On Optimizing the Arithmetic Precision of MCMC Algorithms

Markov Chain Monte Carlo (MCMC) is an ubiquitous stochastic method, used to draw random samples from arbitrary probability distributions, such as the ones encountered in Bayesian inference. MCMC often requires forbiddingly long runtimes to give a representative sample in problems with high dimensions and large-scale data. Field-Programmable Gate Arrays (FPGAs) have proven to be a suitable platform for MCMC acceleration due to their ability to support massive parallelism. This paper introduces an automated method, which minimizes the floating point precision of the most computationally intensive part of an FPGA-mapped MCMC sampler, while keeping the precision-related bias in the output within a user-specified tolerance. The method is based on an efficient bias estimator, proposed here, which is able to estimate the bias in the output with only few random samples.

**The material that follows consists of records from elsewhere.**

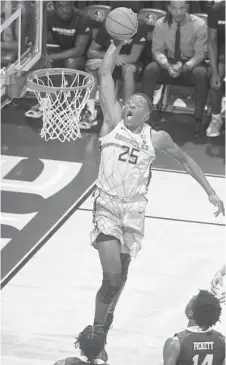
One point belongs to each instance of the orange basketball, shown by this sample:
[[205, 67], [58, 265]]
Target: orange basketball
[[121, 23]]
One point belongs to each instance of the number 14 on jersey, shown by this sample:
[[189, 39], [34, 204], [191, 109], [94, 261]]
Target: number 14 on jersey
[[208, 360]]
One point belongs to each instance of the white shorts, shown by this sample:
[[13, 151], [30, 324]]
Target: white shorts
[[121, 218]]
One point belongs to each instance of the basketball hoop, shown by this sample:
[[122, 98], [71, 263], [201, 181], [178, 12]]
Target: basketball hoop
[[62, 94]]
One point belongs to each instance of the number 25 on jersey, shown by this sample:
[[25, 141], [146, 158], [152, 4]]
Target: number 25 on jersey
[[129, 154]]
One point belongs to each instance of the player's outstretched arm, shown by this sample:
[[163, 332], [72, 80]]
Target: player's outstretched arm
[[109, 105], [171, 351], [163, 141]]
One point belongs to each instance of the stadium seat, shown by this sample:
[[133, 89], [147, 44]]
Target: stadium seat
[[97, 15], [179, 97]]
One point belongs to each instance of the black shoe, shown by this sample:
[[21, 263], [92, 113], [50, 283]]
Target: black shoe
[[103, 356], [198, 129]]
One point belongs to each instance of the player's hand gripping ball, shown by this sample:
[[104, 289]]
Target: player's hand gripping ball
[[121, 24]]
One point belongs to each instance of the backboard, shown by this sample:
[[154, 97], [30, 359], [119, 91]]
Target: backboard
[[21, 40]]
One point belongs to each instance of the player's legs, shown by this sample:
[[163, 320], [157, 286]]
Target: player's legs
[[214, 128], [125, 261], [109, 250]]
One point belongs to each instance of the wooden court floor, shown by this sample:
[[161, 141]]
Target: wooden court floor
[[52, 298]]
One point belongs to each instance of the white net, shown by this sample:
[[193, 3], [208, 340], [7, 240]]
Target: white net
[[62, 95]]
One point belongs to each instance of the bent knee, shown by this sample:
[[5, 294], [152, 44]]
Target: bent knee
[[111, 284]]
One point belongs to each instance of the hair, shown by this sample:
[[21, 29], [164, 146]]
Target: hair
[[168, 17], [148, 100], [206, 309], [91, 342]]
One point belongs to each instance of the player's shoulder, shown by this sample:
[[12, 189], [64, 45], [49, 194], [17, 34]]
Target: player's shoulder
[[217, 7], [218, 334], [172, 344]]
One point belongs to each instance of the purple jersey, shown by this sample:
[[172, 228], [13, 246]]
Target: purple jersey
[[201, 348], [76, 361]]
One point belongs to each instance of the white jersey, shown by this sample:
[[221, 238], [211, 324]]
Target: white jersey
[[125, 165]]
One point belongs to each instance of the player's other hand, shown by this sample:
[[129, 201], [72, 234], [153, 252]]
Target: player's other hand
[[217, 202], [94, 64], [215, 81], [216, 285]]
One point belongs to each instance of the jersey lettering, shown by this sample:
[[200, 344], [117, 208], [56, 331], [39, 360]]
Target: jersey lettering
[[131, 152], [208, 360]]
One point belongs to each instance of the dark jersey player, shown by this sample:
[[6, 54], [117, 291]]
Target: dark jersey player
[[199, 344], [216, 50], [91, 343], [71, 32]]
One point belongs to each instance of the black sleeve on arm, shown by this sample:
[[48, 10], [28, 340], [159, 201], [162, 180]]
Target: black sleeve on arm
[[84, 27], [213, 16], [102, 37], [141, 35]]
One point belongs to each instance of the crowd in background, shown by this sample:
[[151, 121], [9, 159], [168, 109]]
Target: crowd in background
[[154, 55]]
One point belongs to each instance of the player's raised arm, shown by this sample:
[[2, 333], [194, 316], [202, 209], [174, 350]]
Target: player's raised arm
[[162, 140], [109, 105]]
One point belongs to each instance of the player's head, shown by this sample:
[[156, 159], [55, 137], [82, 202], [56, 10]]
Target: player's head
[[204, 309], [178, 10], [91, 342], [63, 9], [137, 110]]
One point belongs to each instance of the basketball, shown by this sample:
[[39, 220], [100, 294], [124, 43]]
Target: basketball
[[121, 24]]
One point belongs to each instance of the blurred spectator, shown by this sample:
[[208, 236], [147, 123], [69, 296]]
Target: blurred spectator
[[70, 31], [127, 64], [179, 48], [216, 47]]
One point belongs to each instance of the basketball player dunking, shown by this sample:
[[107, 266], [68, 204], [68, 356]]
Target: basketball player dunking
[[127, 146], [199, 344]]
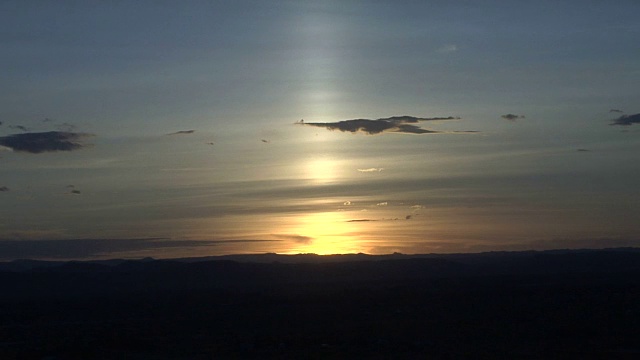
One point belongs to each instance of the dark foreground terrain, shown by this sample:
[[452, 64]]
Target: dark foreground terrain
[[544, 305]]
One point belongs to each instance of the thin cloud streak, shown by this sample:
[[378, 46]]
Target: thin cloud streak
[[626, 120], [396, 124], [182, 132], [51, 141]]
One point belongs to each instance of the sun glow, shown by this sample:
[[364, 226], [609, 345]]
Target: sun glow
[[327, 233]]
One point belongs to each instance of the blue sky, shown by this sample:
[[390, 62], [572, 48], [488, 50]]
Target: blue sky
[[533, 161]]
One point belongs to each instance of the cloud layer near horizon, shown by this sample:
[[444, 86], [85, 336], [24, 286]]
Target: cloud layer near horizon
[[90, 248], [40, 142], [399, 124]]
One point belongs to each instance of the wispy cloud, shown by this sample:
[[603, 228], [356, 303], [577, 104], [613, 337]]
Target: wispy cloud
[[182, 132], [36, 143], [512, 117], [627, 120], [398, 124], [300, 239], [370, 170]]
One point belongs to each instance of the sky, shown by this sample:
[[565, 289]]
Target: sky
[[196, 128]]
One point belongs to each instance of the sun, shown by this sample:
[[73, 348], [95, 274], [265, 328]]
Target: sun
[[328, 233]]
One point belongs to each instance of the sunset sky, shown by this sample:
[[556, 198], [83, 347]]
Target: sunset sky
[[195, 128]]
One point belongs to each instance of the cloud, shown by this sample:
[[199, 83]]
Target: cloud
[[627, 120], [36, 143], [66, 127], [398, 124], [300, 239], [449, 48], [20, 127], [91, 248], [512, 117], [182, 132]]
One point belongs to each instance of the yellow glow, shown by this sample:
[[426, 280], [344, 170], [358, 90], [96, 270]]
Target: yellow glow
[[329, 233]]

The optimization process involves FPGA pre-runs, which estimate the bias and choose the optimized precision. This precision is then used to reconfigure the FPGA for the final, long MCMC run, allowing for higher sampling throughputs. The process requires no user intervention. The method is tested on two Bayesian inference case studies: Mixture models and neural network regression. The achieved speedups over double-precision FPGA designs were 3.5x-5x (including the optimization overhead). Comparisons with a sequential CPU and a GPGPU showed speedups of 223x-446x and 16x-18x respectively.